Capturing change

Dominic Brooks posts a link to a completely fabricated tale that must be true or at least it rings true for those of use who design applications (of any kind)

I have been looking at how we can interface to a legacy Oracle 8 based CRM application and extract data to populate a new corporate data model (with surrounding ODS) and the obligatory data warehouse to give some much needed reporting. Then comes the customer's curved balls - the ODS must be updated every 30 minutes and our extracts should be non-invasive on the production system; helpfully it is suggested that we source our data from the warm-standby database. Sadly, the "standby" option is not going to help me; it is really just a cloned set of data files and redo logs that can be recovered on to another instance if the source system fails.

That leaves me with using the live system as my data source and the need to develop a low-invasive way to extract changed data. If this was Oracle 10g the first choice answer would be to mine the logs for data changes and apply them to my target system. But this is old Oracle, and the only options open to me will result in the database having to do extra work to give me my data. I have two options: extract everything and calculate the changes by comparing them to what I saw last time, or to use triggers to capture the values of every insert or update (deletes don't often worry me in data warehousing).

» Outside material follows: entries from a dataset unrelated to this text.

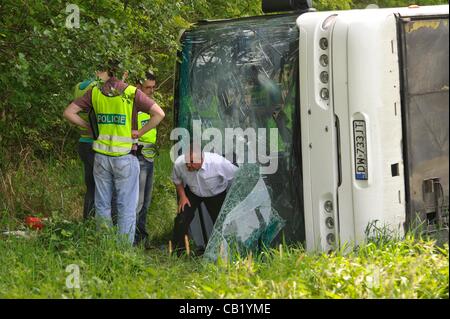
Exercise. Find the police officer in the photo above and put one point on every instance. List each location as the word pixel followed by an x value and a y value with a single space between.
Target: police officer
pixel 116 166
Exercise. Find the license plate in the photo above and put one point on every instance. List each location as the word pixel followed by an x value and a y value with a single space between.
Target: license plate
pixel 360 146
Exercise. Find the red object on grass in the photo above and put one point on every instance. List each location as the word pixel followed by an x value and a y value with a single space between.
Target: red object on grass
pixel 34 222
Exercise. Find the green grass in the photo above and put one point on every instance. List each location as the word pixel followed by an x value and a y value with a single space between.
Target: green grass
pixel 36 267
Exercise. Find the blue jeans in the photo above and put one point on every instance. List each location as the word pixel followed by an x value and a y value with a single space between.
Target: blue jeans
pixel 122 175
pixel 145 198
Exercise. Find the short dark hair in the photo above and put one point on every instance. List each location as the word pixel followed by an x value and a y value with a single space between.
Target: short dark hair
pixel 149 75
pixel 111 66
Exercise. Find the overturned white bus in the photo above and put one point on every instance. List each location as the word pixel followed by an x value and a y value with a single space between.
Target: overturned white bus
pixel 359 99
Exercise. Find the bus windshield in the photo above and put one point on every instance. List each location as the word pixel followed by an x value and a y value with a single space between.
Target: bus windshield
pixel 242 76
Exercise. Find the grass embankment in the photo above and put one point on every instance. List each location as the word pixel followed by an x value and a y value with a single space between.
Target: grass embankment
pixel 36 267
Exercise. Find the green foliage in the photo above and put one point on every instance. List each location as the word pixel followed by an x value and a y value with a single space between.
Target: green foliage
pixel 36 268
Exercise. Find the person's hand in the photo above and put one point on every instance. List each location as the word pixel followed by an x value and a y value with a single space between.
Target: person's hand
pixel 183 201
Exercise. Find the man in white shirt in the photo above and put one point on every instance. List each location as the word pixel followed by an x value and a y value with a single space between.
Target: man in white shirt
pixel 198 179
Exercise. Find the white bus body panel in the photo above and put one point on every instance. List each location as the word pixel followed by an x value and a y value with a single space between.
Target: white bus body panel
pixel 364 85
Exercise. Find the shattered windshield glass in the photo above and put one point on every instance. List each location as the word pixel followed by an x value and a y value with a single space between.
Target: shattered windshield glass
pixel 243 74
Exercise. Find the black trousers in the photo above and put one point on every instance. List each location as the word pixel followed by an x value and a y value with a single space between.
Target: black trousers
pixel 184 219
pixel 87 154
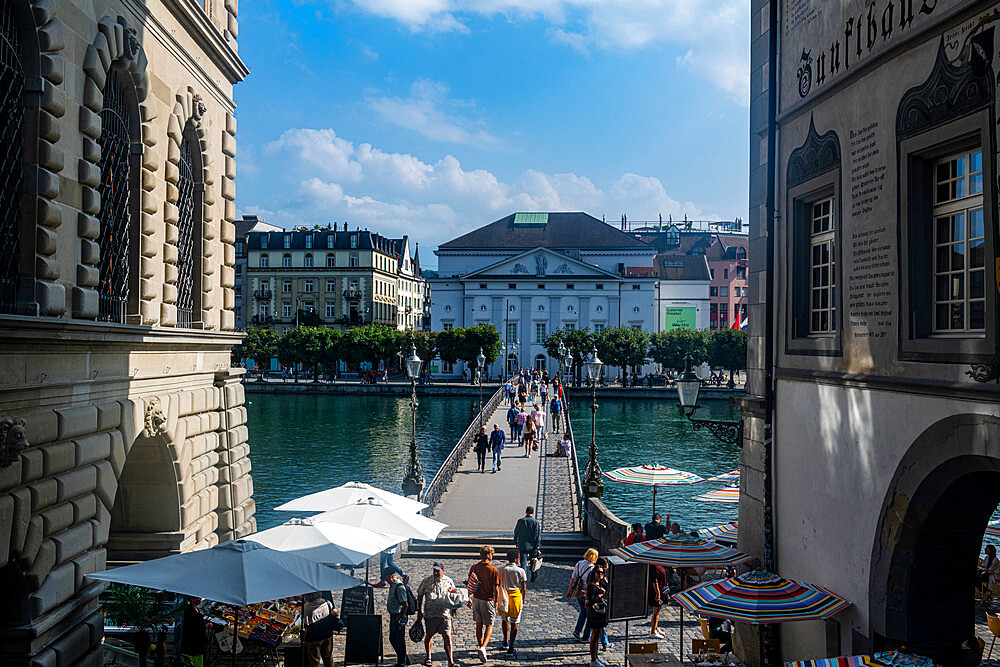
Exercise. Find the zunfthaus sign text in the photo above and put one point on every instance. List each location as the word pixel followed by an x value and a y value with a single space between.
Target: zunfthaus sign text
pixel 831 39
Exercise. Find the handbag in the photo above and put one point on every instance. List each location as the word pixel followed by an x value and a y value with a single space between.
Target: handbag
pixel 417 631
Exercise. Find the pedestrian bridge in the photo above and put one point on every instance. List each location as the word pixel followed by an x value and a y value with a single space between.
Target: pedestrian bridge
pixel 483 508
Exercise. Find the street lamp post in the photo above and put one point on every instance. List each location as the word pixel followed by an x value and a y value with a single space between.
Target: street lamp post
pixel 480 363
pixel 593 484
pixel 413 479
pixel 688 386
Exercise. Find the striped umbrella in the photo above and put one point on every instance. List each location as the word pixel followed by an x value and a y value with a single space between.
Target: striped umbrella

One way to use 'triggers' without the hassle of writing the code is to create materialized view logs on the source tables. These can be used to populate fast-refresh materialized views (which should minimise the amount of data moving about) But another option may be to use the Mview logs as the source of my extract data - it identifies exactly the data I need to extract. This is, of course, a completely unsupported way to do things - it may be worth a bit of exploration time though as it does seem to have some strong plus points (and some big minus ones too!)